Crypto-jacking is one of the latest fads in cyber crime. As opposed to a cyber-criminal locking up your files and waiting for you to meet their ransom demands, they are simply stealing the CPU cycles of your computer to mine for crypto-currency around the world. Why would they do this? They do this because where they may have has a 2% chance after reaching your computer of having you execute the code to lock up your files and then pay the ransom demands, they can get 100% of the infected computers to go to work for them immediately with crypto-jacking.
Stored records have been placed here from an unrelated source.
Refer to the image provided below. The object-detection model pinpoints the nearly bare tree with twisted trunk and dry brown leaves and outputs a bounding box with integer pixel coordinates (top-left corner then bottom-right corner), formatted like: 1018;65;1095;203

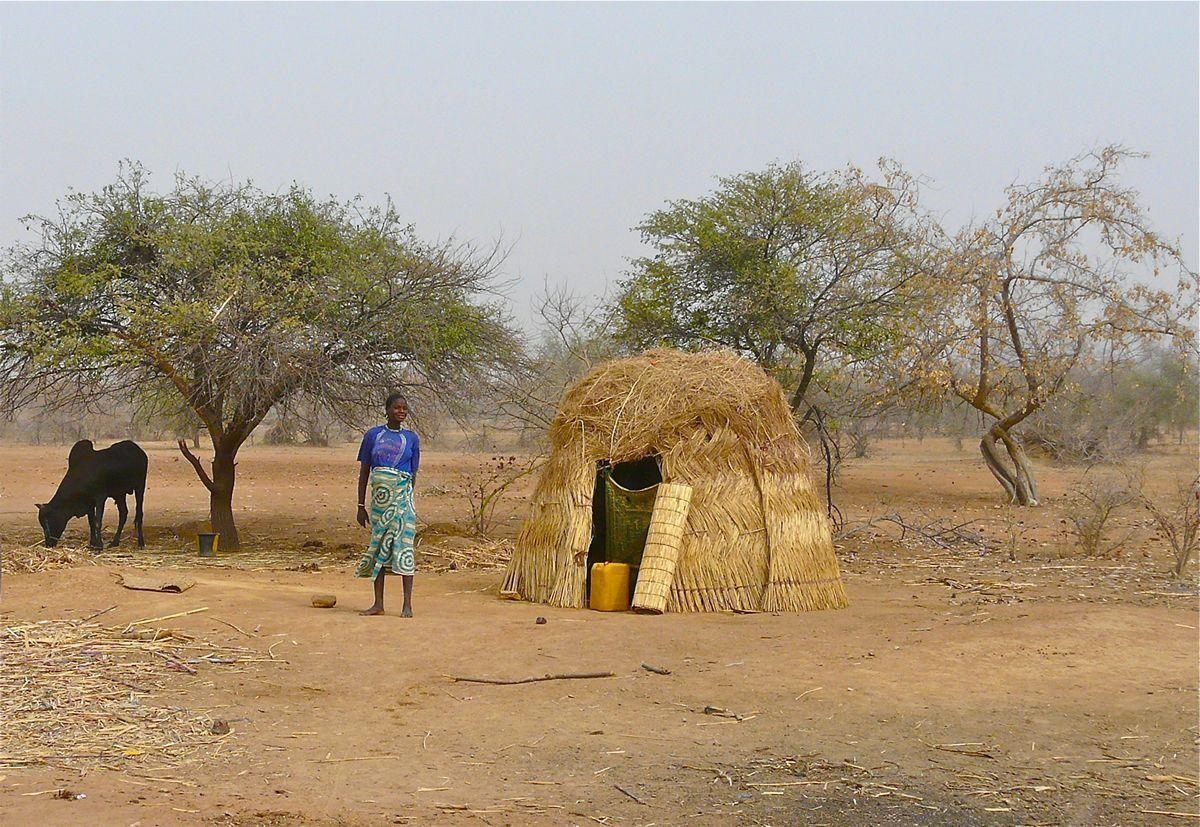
928;146;1196;505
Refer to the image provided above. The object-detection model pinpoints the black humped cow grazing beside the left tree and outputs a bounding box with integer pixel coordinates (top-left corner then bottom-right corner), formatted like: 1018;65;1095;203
37;439;146;549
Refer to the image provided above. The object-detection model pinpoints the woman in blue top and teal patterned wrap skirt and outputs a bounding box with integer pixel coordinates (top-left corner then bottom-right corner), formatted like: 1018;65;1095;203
354;394;421;617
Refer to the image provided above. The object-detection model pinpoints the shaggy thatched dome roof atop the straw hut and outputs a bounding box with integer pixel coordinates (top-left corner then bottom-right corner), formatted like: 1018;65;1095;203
550;349;806;467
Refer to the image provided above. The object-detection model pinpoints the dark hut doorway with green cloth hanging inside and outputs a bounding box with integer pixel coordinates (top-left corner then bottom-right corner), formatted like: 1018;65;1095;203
587;455;662;593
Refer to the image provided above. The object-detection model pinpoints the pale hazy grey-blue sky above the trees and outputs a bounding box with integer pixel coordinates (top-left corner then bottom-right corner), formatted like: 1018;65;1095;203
0;2;1200;317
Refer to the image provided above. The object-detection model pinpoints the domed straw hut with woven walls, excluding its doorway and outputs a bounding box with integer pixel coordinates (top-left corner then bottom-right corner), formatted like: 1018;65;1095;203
502;349;846;611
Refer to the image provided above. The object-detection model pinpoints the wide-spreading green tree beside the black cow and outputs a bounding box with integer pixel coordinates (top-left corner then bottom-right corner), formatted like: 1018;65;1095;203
0;164;516;549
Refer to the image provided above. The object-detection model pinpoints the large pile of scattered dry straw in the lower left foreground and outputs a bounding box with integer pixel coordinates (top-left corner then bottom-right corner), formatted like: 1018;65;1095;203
0;621;270;772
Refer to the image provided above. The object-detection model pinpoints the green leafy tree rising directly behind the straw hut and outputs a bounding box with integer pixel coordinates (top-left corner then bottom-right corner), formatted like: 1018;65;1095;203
613;161;930;508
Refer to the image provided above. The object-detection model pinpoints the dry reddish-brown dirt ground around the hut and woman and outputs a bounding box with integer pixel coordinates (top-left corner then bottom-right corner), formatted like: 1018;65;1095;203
0;439;1200;827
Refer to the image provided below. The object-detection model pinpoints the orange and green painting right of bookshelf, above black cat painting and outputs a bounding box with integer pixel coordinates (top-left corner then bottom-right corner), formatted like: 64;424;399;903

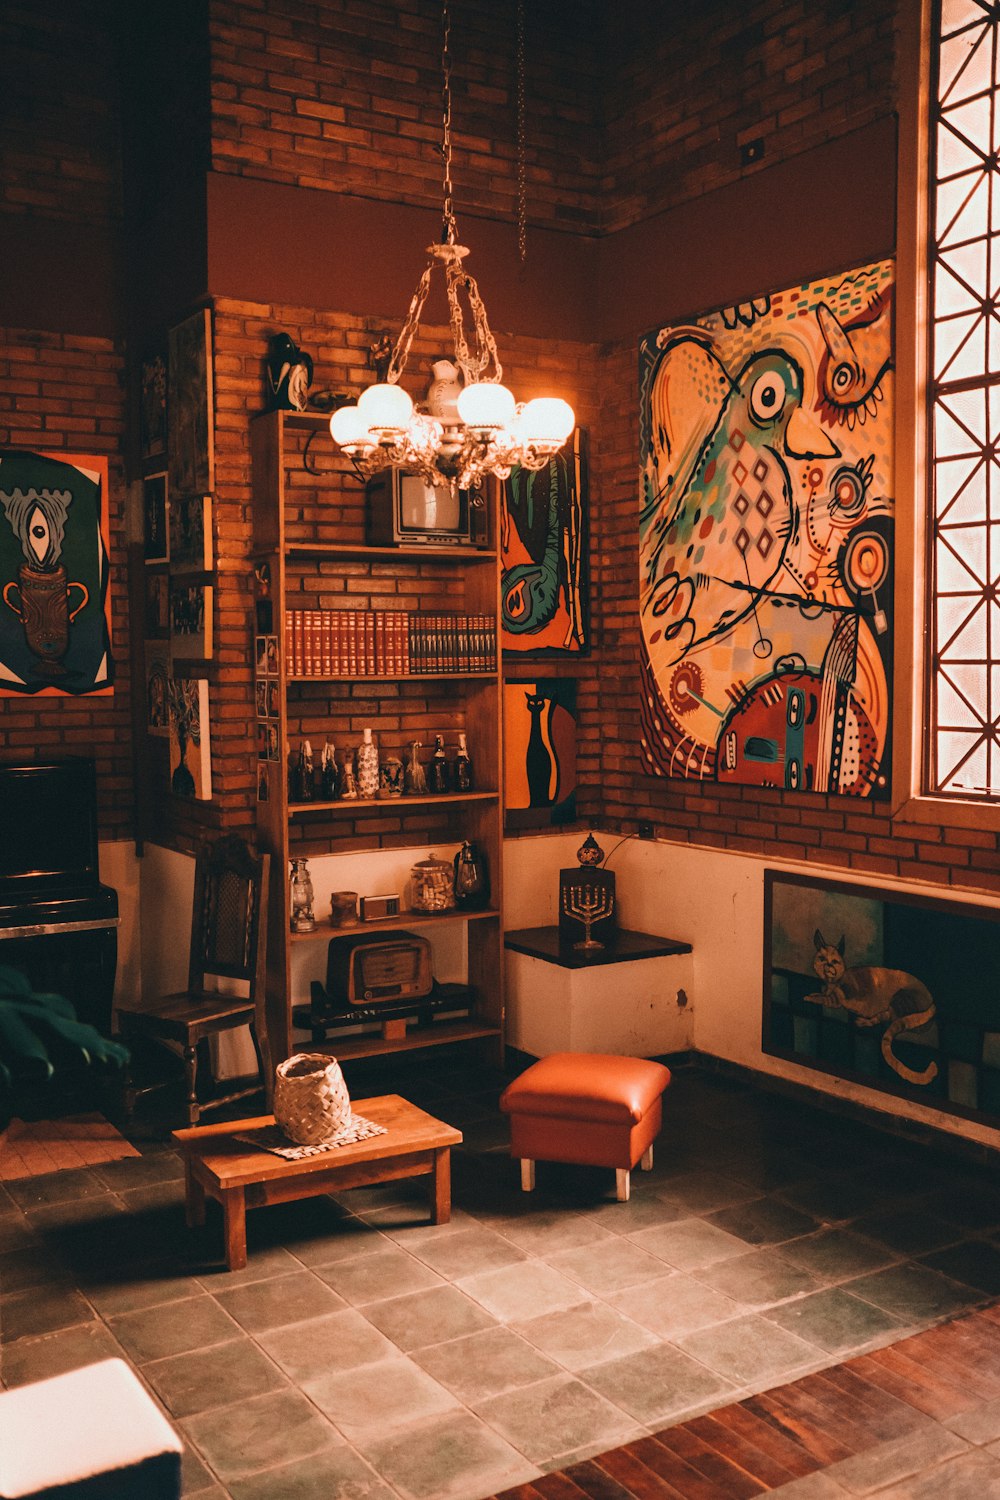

What’s even better for them is that standard endpoint detection tools will likely not notice the infiltration for a long time (if at all) so your computer will just keep working and working for the cyber-criminal until they get caught.
How does this happen? It may start with a standard phishing email much like ransomware except that after you click on the link or attachment, “nothing happens”. From an end user point of view, the attack “didn’t work” as there were no pop ups about a virus and nobody from IT came running over to tell them to shut down their machine. The reality however is that the malicious code is now running in the background of your machine and is gearing up to steal your CPU cycles to make the cyber-criminals rich. All you may notice is some performance degradation which might not be unlike any other day. Another way they can attack you is by injecting code into websites that you browse. While you are on the site, the malicious code will run in the background, again stealing your computers CPU cycles for their own mining purposes. This is even harder to detect as nothing is actually even installed or executing on your computer.
While it all sounds very daunting, there are some things you can do to protect yourself:
- Make sure that crypto-jacking is one of the topics in your employee security awareness training.
- Keep your web filtering systems up to date.
- Ensure that any devices that connect to your network (particularly BYOD devices) are subject to web filtering policies even when they are not connected to your network.
- Employ newer next generation end point technologies that can detect this type of malicious behavior even when a current “signature” does not exist for it.
If you follow the above guidelines, you will be able to stave of many of the crypto-jacking attempts against your organization. Overall, a comprehensive multi-layered approach to your organization’s cyber security program is essential to the success of your business.